SDD, ATLAS, GOTCHA: When to Use What (And When They All Fail)

Four articles in, we have made SDD, ATLAS, and GOTCHA look like magic. Specs fix flow. GOTCHA fixes feedback. Tutor mode fixes learning. Pick the right tool, apply it, ship better code.

That is half the truth. The other half is that none of these frameworks is a silver bullet, and teams that pile all three on without thinking get slower, not faster. This article is the uncomfortable part. Where each framework shines, where each one fails, and what to do when the real bottleneck is not something a framework can fix.

PROBLEM

A workbench with three tools laid out — one shiny and well-used, two rusty and untouched. A developer studies them thoughtfully, trying to pick the right one for the job on the bench — flat vector editorial illustration

I worked with a team last year that adopted SDD, ATLAS, and GOTCHA in the same quarter. The founder had read the books. The CTO had seen the conference talks. Everyone was enthusiastic.

Three months later:

Every PR required a spec, a GOTCHA prompt review, and an ATLAS checklist. Average PR age went from 1 day to 5.
Devs were spending 20% of their week writing 200-line specs for 10-line CSS changes.
The repo had 17 different GOTCHA prompts. Half of them contradicted each other. Nobody owned them.
ATLAS “Architect” ceremonies blocked 3-person sprints every Monday for 90 minutes.

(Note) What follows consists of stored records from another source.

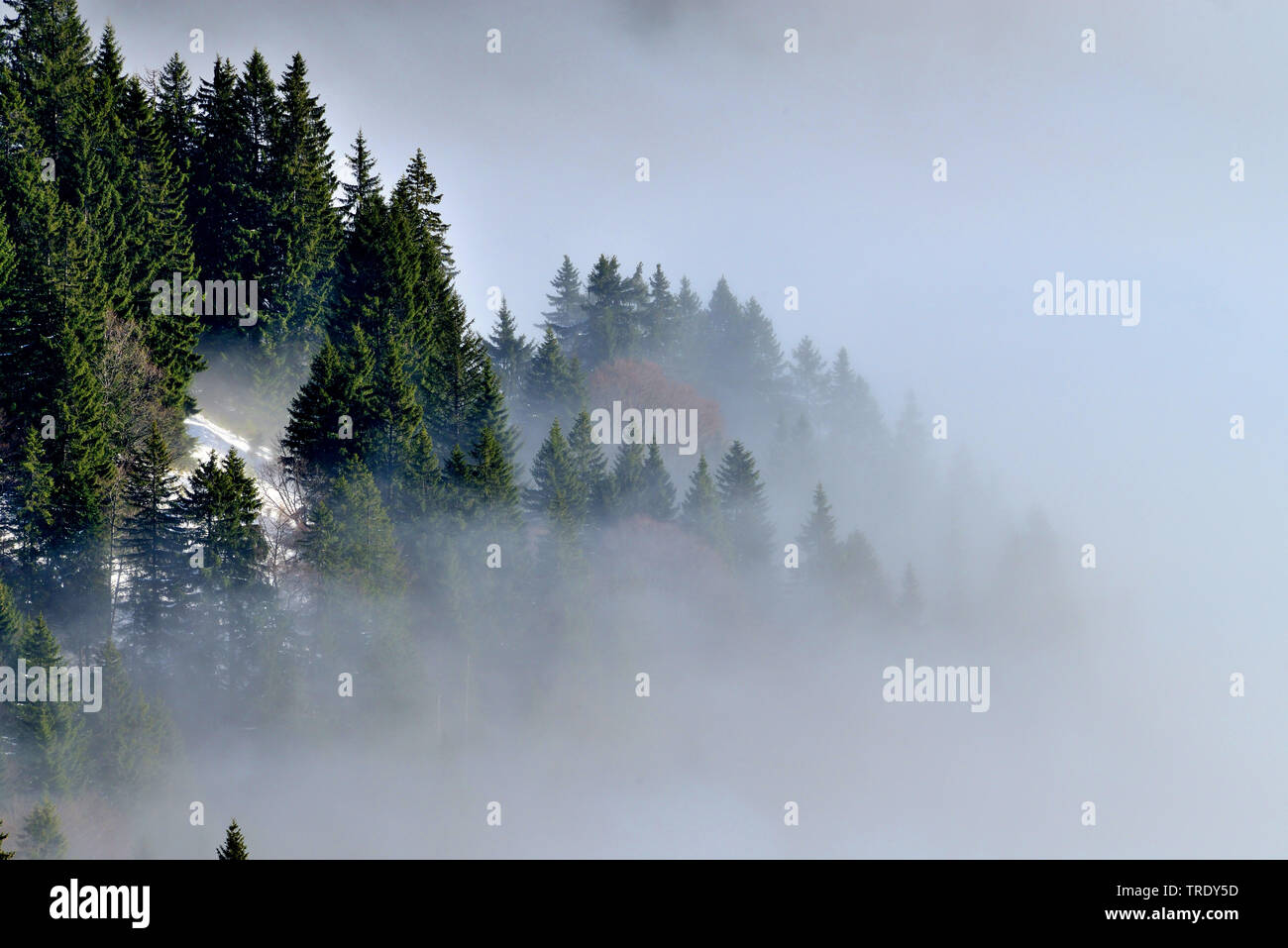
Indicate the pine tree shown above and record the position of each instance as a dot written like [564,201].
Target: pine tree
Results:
[130,738]
[629,496]
[217,171]
[176,111]
[743,506]
[235,844]
[309,226]
[635,312]
[691,331]
[493,485]
[567,305]
[818,537]
[510,352]
[555,385]
[558,492]
[850,407]
[31,520]
[700,510]
[321,429]
[43,833]
[159,245]
[608,333]
[365,189]
[658,492]
[456,388]
[12,627]
[661,324]
[153,550]
[48,53]
[862,581]
[809,372]
[590,467]
[52,734]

The team was doing “best practice” by the book. Their output collapsed.

I have seen the same pattern at a bank, at a scale-up, and at a consultancy. The frameworks were not the problem. Applying them to every task was the problem.

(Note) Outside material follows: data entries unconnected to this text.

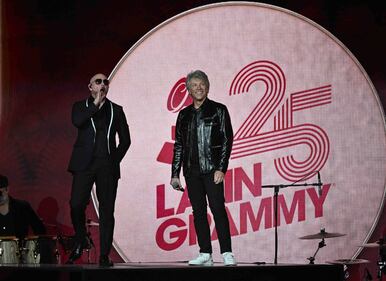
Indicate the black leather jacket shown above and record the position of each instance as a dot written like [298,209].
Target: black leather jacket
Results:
[214,138]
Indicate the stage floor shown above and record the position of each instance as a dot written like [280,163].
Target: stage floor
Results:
[173,271]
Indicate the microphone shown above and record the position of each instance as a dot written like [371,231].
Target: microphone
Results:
[319,185]
[176,186]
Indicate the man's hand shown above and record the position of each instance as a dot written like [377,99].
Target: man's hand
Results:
[99,97]
[176,184]
[218,177]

Gene Kim’s First Way says: small batches. Small doses, too. A framework is a tool, not a religion.

SOLUTION

A simple decision tree diagram — top asks "what is your real bottleneck?" and branches into three paths: "big PRs" leading to SDD, "noisy feedback" leading to GOTCHA, "team misalignment" leading to ATLAS. A fourth branch labeled "none" leads to "just write the code" — flat editorial illustration

Before adding any framework, ask one question:

What is our actual bottleneck right now?

Not “what could go wrong?”. Not “what do other teams use?”. What is slowing us down, this month, measurably? Answer that first. Then pick the framework that fits. Or none.

Here is the map:

Bottleneck	SDD	GOTCHA	ATLAS
PRs too big / scope creep	✅ Primary	⚠️ Indirect	⚠️ Architect step helps
AI reviewer noise / feedback ignored	⚠️ Helps set scope	✅ Primary	❌ Wrong layer
Team not aligned / handoffs drop	❌ Too narrow	❌ Too narrow	✅ Primary
Knowledge not sticking (bus factor 0)	⚠️ Specs help	✅ Tutor mode + learning notes	⚠️ Handoff step helps
Small team, simple app	❌ Overkill	⚠️ Only for repeat tasks	❌ Overkill

Three frameworks. Not one. The art is knowing which one.

EXECUTE

SDD — when it shines, when it fails

Shines on:

Features with clear acceptance criteria
Compliance-driven work (audits, regulations, security)
Teams new to AI that need guardrails
Anything where scope creep is the pattern

Fails on:

Exploratory spikes — you do not know the answer yet, do not pretend you do
Bug fixes under 30 minutes
Tiny refactors
Pure UI tweaks

Anti-pattern — “Spec ceremony”: writing a 200-line spec with Goals, Non-goals, and Acceptance criteria for a 10-line CSS change. I saw a team waste 20% of their sprint capacity on this before someone finally said “just fix the margin”.

Real case: A fintech team required specs for every PR. Their 2-line bug fix for an off-by-one error took 4 days because the spec had to be reviewed by two seniors, then the code had to be reviewed, then the learning note had to be reviewed. The same bug would have taken 20 minutes without SDD.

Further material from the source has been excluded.